Learning about bladder cancer can be overwhelming, you need to gather information little by little and absorb what you can. There is a lot of information available online and lots on this site. I like to go slow and make a list of questions. For me, I wanted to know as much as possible and use knowledge and experience to desensitize me and lessen some of my fears. It is easier to ask specific questions and get them answered one at a time, than it is to try to understand all the stages and treatments and issues associated with bladder cancer.
So sorry to hear about your dad, Stephanie. It is difficult enough without his request for "secrecy."
As you know, without treatment your dad would have no hope of recovery. Many patients undergo a radical cystectomy and live very happy and complete lives for many years. We have members on this Forum who have recovered from surgery/treatment and drive race cars, climb mountains, and scuba dive. A LOT of the success in recover has to do with the mind-set of the patient!
With respect to the request that you not share his diagnosis with your sisters, my opinion would be that if he is of sound mind his request needs to be honored. Of course you should ask him how he would feel if someone close to him did not share a similar diagnosis with him!! I know of some really sad cases where someone did not tell their family member because "they didn't want them to worry" and, from then on, said family member lost all trust in their loved one.
Please ask any questions you may have as you go along. There are many here with experience who can provide answers for you. For a start, and as a review of the facts about many aspects of bladder cancer, I recommend that you go to our Home Page
and use the pull-down menus in the blue box on the left. AND ask us questions!!

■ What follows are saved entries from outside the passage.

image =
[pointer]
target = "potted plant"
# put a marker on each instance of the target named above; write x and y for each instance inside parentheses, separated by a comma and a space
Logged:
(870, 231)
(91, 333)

Best of luck to you and your dad
Diagnosis 2-08 Small papillary TCC; CIS
BCG; BCG maintenance
Vice-President, American Bladder Cancer Society
My 77 year old Dad has been recently diagnosed with MIBC that has, upon recent PET scan, metastasized to a nearby lymph node. Doctors want to do chemo, then an RC with RP and remove the lymph as well. My dad never told anyone about his Prostate cancer diagnosis 16 years ago and the only reason I'm involved with his health care now is that he was so sick from an obstruction that caused bilateral hydronephrosis that he required help. That was over a month ago, and he has since received the BC diagnosis, and yesterday the news about the metastasis. When I left today he told me he wasn't sure if he wanted to go through the chemo & surgery, and we'd talk it over when I'm back in a few days (I have been staying with him 4 of 7 weekdays). As a recently graduated RN he has taken me in as an advisor but I'm nearly as clueless as he is with respect to surgery and cancer.
I have many questions, and I am wondering if anyone can tell me about their treatment for sure. However, I want to know if anyone can tell me how I should handle my dad's insistence that I not tell anyone in the family about his diagnosis. My two sisters are my dearest and closest friends, and I think they should know. Not for dramatic reasons but because my family is so close that we share everything, all experiences, intelligent discussions, and otherwise.
My dad's decision is ultimately his own, and I respect that, but I don't know how I feel about being the sole advisor about this very major decision and all subsequent ones. I appreciate any candid, honest response you may have - it won't hurt my feelings.